Question

A parallel plate capacitor with plates of area $1{\rm{ }}{{\rm{m}}^2}$ each, area $t$ a separation of $0.1{\rm{ m}}$. If the electric field between the plates is $100{\rm{ N/C}}$, the magnitude of charge each plate is:-
(Take ${ \in _0} = 8.85 \times {10^{ - 12}}\dfrac{{{c^2}}}{{N{m^2}}}$)
A. $7.85 \times {10^{ - 10}}{\rm{ C}}$
B. $6.85 \times {10^{ - 10}}{\rm{ C}}$
C. $9.85 \times {10^{ - 10}}{\rm{ C}}$
D. $8.85 \times {10^{ - 10}}{\rm{ C}}$

Answer 1

The electric field inside a parallel plate capacitor is given by, $E = \dfrac{\sigma }{{{ \in _0}}} = \dfrac{Q}{{{ \in _0}A}}$ where, $\sigma$ is the surface charge density, Q is the charge, A is the area of the plates and ${ \in _0}$ is the permittivity of free space.

Complete step by step solution:
Given,
The area of capacitor plate, $A = 1{\rm{ }}{{\rm{m}}^2}$
The separation of in between two plates, $t = 0.1{\rm{ m}}$
The electric field between the plates, $E = 100{\rm{ N/C}}$
The permittivity of free space, ${ \in _0} = 8.85 \times {10^{ - 12}}\dfrac{{{c^2}}}{{N{m^2}}}$.
When we find the electric field between the plates of a parallel plate capacitor we assume that the electric field from both plates is,
$E = \dfrac{\sigma }{{2{ \in _0}}}$ …… (1)
The factor two in the denominator of equation (1) is due to the fact that there is a surface charge density on both the sides of the plate.

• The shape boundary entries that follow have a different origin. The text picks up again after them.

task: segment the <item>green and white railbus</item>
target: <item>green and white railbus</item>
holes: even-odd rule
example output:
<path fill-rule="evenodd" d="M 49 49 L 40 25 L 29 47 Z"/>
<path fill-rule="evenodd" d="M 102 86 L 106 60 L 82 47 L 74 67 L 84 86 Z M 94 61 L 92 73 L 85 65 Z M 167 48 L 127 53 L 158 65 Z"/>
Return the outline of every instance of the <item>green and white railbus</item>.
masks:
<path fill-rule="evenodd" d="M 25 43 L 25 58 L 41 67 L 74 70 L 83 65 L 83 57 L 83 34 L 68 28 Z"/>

Due to electric field, the charges accumulate on the surface of the plates depending on the polarity. Therefore, when both the plates are put together, the net electric field is given by,

$E = \dfrac{\sigma }{{{ \in _0}}}$ …… (2)
Now the surface charge density is the charge per area in a capacitor plate and is given by,
$\sigma = \dfrac{Q}{A}$ …… (3)
Substituting value of $\sigma$in equation (2) we get,
$E = \dfrac{\sigma }{{{ \in _0}}} = \dfrac{Q}{{{ \in _0}A}}$ …… (4)

Substituting the value of $1{\rm{ }}{{\rm{m}}^2}$ in $A$, $100{\rm{ N/C}}$ in $E$, $8.85 \times {10^{ - 12}}\dfrac{{{C^2}}}{{N{m^2}}}$ in ${ \in _0}$ in equation (4) we get,

$\begin{array}{l}E = \dfrac{Q}{{{ \in _0}A}}\\\ \Rightarrow Q = { \in _0}AE = 8.85 \times {10^{ - 12}} \times 1 \times 100 = 8.85 \times {10^{ - 10}}{\rm{ C}}\end{array}$

Hence, the correct option is (D).

Note: The students have to apply the concept of charge in parallel plate capacitor and the electric field developed when voltage is applied. The calculation of charge in parallel plate capacitor can be done using the relation of an electric field with the area of the plate and the permittivity of free space.